I always view this as the utlimate web message board, even if it really isn't. While the topics are often too... geeky for me (as if I care about the release of a new Linux kernel version), what's "funny", and sometimes informative, here are the replies.

That's why I don't reply a lot (look at my posting history), since I basically spend my time ready other people's posts. Not that I don't have any opinion on things, on the contrary, but it's a bit like the "Jerry Springer Show": far more interesting to watch than to be in there. (Well, not that Slashdot is *that* bad; the Penny-Arcade is *really* bad, and was even worse in those "Pit of Hate" days...)

Also... the Apple section is starting to be good compared to Macslash... Maybe it's because CmdrTaco is starting to like Macs... Maybe...

Yes, I'm a "Mac guy". But that's the subject of Thursday/Friday's entry...

- Benad

User Journal

Journal Journal: The Journal's Genesis...

So... Here it goes.

Why am I wasting my time writing this? Is this some kind of twisted ego-trip? A waste of valuable disk space?

Well, this is for me a "reference document"; a single-link reply for all "here's my full opinion on this matter". And a place where the rare people that know me can glance at my current state of mind over time. (That was a twisted sentence...)
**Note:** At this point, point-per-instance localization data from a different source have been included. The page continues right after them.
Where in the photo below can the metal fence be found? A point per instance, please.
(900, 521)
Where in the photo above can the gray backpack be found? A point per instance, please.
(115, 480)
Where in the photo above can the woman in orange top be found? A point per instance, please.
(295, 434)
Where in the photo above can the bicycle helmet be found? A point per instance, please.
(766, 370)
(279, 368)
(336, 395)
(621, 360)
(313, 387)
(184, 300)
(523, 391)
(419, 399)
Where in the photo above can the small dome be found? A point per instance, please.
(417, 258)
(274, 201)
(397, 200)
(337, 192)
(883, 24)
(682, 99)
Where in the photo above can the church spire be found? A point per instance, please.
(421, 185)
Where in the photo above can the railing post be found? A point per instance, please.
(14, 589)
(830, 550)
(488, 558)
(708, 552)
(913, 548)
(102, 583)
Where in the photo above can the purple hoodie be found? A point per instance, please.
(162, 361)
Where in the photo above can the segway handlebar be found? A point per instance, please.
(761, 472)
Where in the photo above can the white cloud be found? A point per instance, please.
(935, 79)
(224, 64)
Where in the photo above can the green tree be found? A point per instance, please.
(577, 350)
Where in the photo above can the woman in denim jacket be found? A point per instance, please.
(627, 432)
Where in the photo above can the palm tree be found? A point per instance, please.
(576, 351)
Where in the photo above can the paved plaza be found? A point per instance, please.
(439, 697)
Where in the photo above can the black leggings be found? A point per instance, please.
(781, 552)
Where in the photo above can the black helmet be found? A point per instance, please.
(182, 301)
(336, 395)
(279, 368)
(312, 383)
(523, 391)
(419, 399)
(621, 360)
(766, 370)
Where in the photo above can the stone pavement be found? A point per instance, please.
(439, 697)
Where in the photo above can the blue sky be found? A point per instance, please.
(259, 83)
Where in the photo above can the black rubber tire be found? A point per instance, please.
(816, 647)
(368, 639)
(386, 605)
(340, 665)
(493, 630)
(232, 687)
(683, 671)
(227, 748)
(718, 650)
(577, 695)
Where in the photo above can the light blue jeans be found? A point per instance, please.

As you can see in yesterday's "messages to self", I'm still in the testing phases of this "thingny".

By the way... Why am I using Slashdot's Journal system anyways, instead of some other Web Log (blog) system?
It's free, but others are. And I'm using this site so much in text-only browsers I'm going to pay for the ads I'm missing anyways, so it's not really free for me(more on this on another day). Simply, it's pretty stable (compared to some no-name blog site), so it's not going down / being hacked next week. And they wouldn't mind much if I post my stuff through some Perl/Emacs/curl combination, 'cause it's browser-friendly (I'm not forced to use IE with Java Script). And I can always post while I read Slashdot, i.e. almost every day.

So... , I still need to do some Perl script for this, and only then I'll have proper spell-checking. But at least it started.

The genesis has finished. Uh... The end of the beginning. Uh... The "t" of "start".

... You get the idea... (If you don't know, that's my catch phrase.)

- Benad

It's funny.  Laugh.

Journal Journal: FIRST POST!!! YEAH!!! 5

Hehe... I had to do this...

Hey, if you're reading this, either:

  • You're lost;
  • You know me, and you're bored.

So, if you're still there... Hi! (long silence...)

(Note to self: stop using the word "either". It can piss off people that don't know what it means, or don't understand the concept of "exclusive or". And this the worst inside joke I can make anyways.)